What did you feel when you crossed the border?
It was extremely difficult. Especially when there were women with babies. Before my eyes is still a picture: you come back, and there is a lattice, men are crying, children are crying. This is very difficult.
How is your life in Gdansk?
Already normal, I’m used to it. I called the psychological help line and my personal therapist. I work because it's hard for me. I have lived with my husband for 15 years and did not know how to live without him. All the decisions were divided in half, and now I have to decide everything by myself. Although, I'm adapting pretty quickly. And I go to language courses. So now it is somehow more or less normal. The first months I couldn’t think clearly. The Poles helped a lot, they brought packages with humanitarian help. No one has ever helped me so much, not even my relatives. I still have everything I needed from the start.
What were your plans for this spring?
I had a birthday on 9th of March and I couldn't celebrate it the way I planned. We were going to go on a vacation by the sea. We had to start building a foundation for the house. We were planning to buy me a car. Everything had to be completely different. But here is this thing - be afraid of your desires. I wanted to change jobs, my team, and the field of activity. I wanted to change the school for children, my lifestyle. My husband and I also quarreled and at some point thought of getting divorced, but then everything was fine. But all these wishes came true: I am here without my husband, the children have changed schools, I am going to another job in another country and other things. It all worked out, but I forgot to specify how I wanted it, so I received it in this format.
Are you making any new plans for the future?
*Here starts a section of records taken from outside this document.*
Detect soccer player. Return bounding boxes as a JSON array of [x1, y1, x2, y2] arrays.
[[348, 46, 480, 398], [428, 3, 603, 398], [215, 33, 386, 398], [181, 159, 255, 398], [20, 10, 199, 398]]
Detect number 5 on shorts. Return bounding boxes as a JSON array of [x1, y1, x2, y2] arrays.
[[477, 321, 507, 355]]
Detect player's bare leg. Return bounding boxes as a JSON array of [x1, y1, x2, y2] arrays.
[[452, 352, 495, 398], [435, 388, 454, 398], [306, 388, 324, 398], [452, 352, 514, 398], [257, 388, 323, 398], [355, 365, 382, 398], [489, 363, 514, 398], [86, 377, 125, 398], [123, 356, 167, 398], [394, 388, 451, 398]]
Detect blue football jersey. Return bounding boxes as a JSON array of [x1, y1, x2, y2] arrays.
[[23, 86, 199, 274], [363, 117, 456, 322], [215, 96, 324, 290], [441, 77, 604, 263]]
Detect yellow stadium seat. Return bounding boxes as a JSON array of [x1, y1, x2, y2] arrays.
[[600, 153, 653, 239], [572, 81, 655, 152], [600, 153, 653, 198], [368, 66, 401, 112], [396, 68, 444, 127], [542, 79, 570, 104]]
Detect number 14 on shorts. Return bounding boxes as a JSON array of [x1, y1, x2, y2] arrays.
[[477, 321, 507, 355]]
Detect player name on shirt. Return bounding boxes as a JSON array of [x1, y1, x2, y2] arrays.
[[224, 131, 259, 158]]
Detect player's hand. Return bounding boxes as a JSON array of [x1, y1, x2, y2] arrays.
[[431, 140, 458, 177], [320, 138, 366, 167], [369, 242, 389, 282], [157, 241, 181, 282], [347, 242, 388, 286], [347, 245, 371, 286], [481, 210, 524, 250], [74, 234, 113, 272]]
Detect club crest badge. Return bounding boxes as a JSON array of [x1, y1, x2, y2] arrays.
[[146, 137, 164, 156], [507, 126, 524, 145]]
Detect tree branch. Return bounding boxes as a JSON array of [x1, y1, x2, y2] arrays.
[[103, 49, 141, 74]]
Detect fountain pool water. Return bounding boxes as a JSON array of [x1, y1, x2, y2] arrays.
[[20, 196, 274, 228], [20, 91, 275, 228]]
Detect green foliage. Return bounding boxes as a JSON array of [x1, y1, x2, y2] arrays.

I’m thinking about a school here and soon I will go to work in the hospital. I want to open my own business here, there are ideas, but for this you need to know the language well. I do not make false promises now.
What has changed for you since the beginning of the war?
All of my priorities. I reconsidered my whole life, all of my values.
What makes you happy? What fulfills you and gives you power?
I go to the sea every day. I need 10 minutes to get there. I really like coniferous forests and there is just one nearby.
What would you recommend to yourself in the past?
Probably appreciate myself more, rest more. But without what I did then, I would not have what I have now.
Can you say something to the Poles?
I am very grateful to them for what they did and are doing. And I'm sure they will.